All oppose the Go Ape proposals, believing they would shatter this fragile piece of woodland, the last wild remnant of a park already pillaged. "It's scary what they've done to Pollok," says Wrigley. "This is the last unspoiled bit."
The zip wires would discourage the sparrowhawks from nesting, Johannesen worries, and gradually the diversity would be lost. As for equality of access: "When you look at the Go Ape website it says it's for all families. But at £20 a go the reality is only some parents will be able to bring their children here."
Instead, suggests Thomson, why not invest in park ranger tours, and bring young people here to see nature in its raw state? Johannesen nods. "Right now all the deprived kids can use this park the same as everybody else."
"We don't want to lose this," adds Wrigley, softly. "It's part of our identity."
The Developers
In 2001, Tristram Mayhew (above right) had just lined up his dream job in Barcelona as European head of communications for a large American company. The job came with a penthouse, a roof-top swimming pool and a generous remuneration package that would keep his wife, Rebecca (above left) , and new baby in style. He'd left his army post as a tank commander looking for new challenges like this. So why didn't he feel more excited?
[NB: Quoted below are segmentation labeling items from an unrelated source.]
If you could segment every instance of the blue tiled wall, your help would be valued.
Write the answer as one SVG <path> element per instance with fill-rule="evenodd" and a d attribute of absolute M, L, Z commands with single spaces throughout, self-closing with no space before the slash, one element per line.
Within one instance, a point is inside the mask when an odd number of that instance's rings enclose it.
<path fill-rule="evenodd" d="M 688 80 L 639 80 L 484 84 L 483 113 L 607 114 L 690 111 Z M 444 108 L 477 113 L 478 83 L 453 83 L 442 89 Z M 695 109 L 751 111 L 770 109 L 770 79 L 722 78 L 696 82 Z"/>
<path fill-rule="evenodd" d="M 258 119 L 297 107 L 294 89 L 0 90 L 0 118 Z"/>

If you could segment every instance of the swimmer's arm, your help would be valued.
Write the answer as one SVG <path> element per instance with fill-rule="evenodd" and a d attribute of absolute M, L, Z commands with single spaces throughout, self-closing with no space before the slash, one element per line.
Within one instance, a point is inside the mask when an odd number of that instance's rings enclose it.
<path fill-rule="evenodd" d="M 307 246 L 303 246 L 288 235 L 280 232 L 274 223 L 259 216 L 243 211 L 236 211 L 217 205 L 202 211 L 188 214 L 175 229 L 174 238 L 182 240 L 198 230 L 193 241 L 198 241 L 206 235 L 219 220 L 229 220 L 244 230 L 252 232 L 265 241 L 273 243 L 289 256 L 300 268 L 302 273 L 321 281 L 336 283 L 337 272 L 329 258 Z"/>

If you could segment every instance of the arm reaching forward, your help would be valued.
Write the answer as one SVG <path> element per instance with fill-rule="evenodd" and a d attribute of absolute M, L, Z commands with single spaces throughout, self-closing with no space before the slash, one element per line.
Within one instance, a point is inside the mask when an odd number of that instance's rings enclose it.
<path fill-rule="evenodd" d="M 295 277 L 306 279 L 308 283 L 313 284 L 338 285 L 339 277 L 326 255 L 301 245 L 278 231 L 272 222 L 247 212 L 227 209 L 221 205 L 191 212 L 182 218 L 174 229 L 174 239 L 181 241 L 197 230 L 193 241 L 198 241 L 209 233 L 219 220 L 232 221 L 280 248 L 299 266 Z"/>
Then, on holiday in France, he visited a forest park. And the idea for Go Ape was born. "We just followed the laughter through the woods and saw a family swinging from above us," he says. "It was Rebecca who verbalised it. She saw the look in their eyes and said: We should be doing this.'" Tristram, meanwhile, finally saw the chance to combine setting up a family business with something he felt was "fundamentally worthwhile".
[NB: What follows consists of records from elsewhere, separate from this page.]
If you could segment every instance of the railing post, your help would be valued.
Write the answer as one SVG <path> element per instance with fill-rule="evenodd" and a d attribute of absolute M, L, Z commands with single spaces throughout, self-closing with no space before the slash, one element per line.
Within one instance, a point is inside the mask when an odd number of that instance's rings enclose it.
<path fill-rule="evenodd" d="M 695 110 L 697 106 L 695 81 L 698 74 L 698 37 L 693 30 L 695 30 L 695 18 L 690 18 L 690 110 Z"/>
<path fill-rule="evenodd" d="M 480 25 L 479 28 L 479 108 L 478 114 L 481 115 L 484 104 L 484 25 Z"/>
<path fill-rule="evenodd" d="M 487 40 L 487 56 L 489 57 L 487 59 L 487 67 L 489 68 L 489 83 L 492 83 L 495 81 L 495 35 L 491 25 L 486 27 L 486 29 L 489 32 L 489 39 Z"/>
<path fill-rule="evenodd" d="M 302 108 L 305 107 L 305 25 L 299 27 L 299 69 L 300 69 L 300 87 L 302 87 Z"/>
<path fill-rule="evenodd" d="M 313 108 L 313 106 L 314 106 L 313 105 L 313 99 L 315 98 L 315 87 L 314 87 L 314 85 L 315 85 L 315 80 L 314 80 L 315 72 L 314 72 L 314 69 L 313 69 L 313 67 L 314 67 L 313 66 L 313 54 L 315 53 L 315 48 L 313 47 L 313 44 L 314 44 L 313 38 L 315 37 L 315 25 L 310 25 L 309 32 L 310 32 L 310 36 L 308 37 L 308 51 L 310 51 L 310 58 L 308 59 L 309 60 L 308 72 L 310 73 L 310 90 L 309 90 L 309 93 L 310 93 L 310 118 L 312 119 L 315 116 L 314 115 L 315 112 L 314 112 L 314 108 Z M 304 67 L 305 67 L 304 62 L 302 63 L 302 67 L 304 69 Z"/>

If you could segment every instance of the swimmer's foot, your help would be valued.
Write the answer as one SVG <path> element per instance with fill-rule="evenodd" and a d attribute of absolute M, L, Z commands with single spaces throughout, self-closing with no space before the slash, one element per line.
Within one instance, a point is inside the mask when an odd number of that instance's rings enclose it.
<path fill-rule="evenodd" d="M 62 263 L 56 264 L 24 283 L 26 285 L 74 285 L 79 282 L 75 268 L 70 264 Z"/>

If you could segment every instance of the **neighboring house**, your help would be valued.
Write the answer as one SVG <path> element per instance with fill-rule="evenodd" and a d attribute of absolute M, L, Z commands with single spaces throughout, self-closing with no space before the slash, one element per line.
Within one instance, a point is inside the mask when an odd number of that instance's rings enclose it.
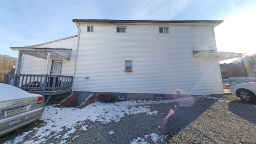
<path fill-rule="evenodd" d="M 236 64 L 220 64 L 221 77 L 222 79 L 230 77 L 245 77 L 243 68 Z"/>
<path fill-rule="evenodd" d="M 112 93 L 127 100 L 220 94 L 219 61 L 244 55 L 216 50 L 214 28 L 222 21 L 73 22 L 77 36 L 11 48 L 19 52 L 16 86 L 39 88 L 45 95 Z"/>

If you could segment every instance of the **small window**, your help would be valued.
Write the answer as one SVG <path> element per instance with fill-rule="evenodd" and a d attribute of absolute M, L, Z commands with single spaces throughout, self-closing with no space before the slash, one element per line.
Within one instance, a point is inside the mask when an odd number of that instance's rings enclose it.
<path fill-rule="evenodd" d="M 132 61 L 131 60 L 126 60 L 124 66 L 125 72 L 132 72 Z"/>
<path fill-rule="evenodd" d="M 124 96 L 119 96 L 119 99 L 124 99 Z"/>
<path fill-rule="evenodd" d="M 125 33 L 126 32 L 126 28 L 125 27 L 117 27 L 116 32 Z"/>
<path fill-rule="evenodd" d="M 87 32 L 93 32 L 93 26 L 87 26 Z"/>
<path fill-rule="evenodd" d="M 169 34 L 169 28 L 160 27 L 159 32 L 160 34 Z"/>

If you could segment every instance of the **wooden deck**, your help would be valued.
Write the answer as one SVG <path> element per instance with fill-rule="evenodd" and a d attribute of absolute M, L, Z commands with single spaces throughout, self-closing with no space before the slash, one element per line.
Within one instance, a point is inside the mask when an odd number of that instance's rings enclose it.
<path fill-rule="evenodd" d="M 4 83 L 31 93 L 53 96 L 71 92 L 73 76 L 6 74 Z"/>

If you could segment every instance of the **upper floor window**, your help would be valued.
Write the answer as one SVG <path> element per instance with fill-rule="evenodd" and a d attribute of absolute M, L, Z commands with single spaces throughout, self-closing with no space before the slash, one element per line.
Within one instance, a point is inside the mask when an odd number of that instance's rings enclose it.
<path fill-rule="evenodd" d="M 93 32 L 93 27 L 92 26 L 87 26 L 87 32 Z"/>
<path fill-rule="evenodd" d="M 132 61 L 125 60 L 124 64 L 125 72 L 132 72 Z"/>
<path fill-rule="evenodd" d="M 160 27 L 159 32 L 160 34 L 169 34 L 169 28 Z"/>
<path fill-rule="evenodd" d="M 116 27 L 116 32 L 118 33 L 126 33 L 126 27 Z"/>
"We wanted to do something which encouraged people to live as adventurously as possible," he says. "To move from the mindset of I can't' to yes I can'."
Brought up in Kent, he is passionate about giving young people the chance to explore the great outdoors. He enthuses about the importance of the woodland, about the conservation work in which Go Ape invests, about the donations the company makes to charities working in the Amazon. One of Go Ape's mottos, he points out, is: "Do the right thing."
So, Mayhew admits, it is difficult to accept the role of villain in the battle for Pollok Park's woodland. He blames much of the opposition on misunderstanding. "The first meeting in September went extremely well," he says. "Subsequently I think a huge amount of misinformation was persistently broadcast through the media, websites and forums.
"It was claimed 32 acres of land was being fenced off. That would have had me up in arms but it is completely wrong. There is no perimeter fence - we only use the treetops. People can walk underneath in the same way as ever, and actually only about three acres will have any visual impact at all."
He argues that people who are attracted to Go Ape principally because it is an adventure activity will be tempted back into the park on bikes or on foot. It will also, he says, make Glasgow City Council a decent amount of revenue that can be ploughed back into the park.
"But we wouldn't be proposing a site if we didn't think people wanted it," he says. "We are confident of our ability to attract 20,000-30,000 people from the Glasgow area. Why should the voices of the protestors be heard louder?"